The current landscape of the online commercial sex market heightens already-existing challenges law enforcement face in gathering tips and evidence. Specifically, gathering tips and evidence to investigate and prosecute those who control or use online platforms has become more difficult due to the relocation of platforms overseas, platforms' use of complex payment systems, and the increased use of social media platforms.

Criminal restitution has not been sought and civil damages have not been awarded under section 3 of FOSTA. In June 2020, DOJ brought one case under the criminal provision established by section 3 of FOSTA for aggravated violations involving the promotion of prostitution of five or more people or acting in reckless disregard of sex trafficking.

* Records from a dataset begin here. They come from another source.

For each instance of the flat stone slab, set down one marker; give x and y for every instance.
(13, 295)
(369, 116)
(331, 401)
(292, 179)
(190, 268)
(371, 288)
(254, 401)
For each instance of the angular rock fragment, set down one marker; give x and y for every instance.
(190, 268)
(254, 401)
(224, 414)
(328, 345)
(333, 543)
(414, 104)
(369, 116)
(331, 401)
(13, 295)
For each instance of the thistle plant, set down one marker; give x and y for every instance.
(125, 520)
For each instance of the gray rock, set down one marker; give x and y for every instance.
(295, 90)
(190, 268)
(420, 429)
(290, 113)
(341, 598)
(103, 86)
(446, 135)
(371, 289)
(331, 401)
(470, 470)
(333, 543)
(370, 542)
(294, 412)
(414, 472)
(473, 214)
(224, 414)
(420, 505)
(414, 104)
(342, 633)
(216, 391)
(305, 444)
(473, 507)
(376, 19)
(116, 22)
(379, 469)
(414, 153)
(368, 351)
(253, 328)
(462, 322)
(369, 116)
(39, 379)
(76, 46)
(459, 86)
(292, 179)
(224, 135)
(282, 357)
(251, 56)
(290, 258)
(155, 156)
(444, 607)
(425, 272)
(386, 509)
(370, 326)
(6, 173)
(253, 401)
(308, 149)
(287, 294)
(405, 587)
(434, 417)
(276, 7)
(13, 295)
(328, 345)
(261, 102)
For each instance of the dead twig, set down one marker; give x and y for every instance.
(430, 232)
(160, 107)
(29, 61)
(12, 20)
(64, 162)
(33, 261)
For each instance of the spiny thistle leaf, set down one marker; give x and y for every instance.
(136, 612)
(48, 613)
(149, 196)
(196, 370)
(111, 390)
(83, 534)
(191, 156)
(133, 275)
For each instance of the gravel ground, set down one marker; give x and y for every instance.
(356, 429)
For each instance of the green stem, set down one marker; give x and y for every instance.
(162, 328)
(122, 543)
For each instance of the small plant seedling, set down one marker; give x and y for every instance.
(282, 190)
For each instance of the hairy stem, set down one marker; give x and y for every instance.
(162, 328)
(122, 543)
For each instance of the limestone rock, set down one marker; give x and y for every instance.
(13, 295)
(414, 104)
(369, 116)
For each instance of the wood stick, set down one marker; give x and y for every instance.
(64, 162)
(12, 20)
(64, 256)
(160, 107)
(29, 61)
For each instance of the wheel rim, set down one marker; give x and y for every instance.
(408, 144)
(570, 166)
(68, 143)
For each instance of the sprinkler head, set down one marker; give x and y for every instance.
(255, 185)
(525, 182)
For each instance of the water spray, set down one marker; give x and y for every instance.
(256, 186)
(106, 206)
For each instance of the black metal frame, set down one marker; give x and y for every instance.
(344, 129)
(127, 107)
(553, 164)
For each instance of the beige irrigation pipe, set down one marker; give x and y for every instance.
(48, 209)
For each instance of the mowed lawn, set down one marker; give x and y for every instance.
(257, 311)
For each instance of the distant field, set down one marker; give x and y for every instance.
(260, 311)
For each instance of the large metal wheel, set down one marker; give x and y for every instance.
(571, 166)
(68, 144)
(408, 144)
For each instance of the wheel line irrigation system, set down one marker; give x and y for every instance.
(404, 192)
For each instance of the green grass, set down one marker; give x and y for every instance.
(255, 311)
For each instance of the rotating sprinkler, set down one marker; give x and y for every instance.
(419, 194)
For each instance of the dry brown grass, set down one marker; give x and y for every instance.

As of March 2021, restitution had not been sought or awarded. According to DOJ officials, prosecutors have not brought more cases with charges under section 3 of FOSTA because the law is relatively new and prosecutors have had success using other criminal statutes. Finally, in November 2020 one individual sought civil damages under a number of constitutional and statutory provisions, including section 3 of FOSTA. However, in March 2021, the court dismissed the case without awarding damages after it had granted defendants' motions to dismiss.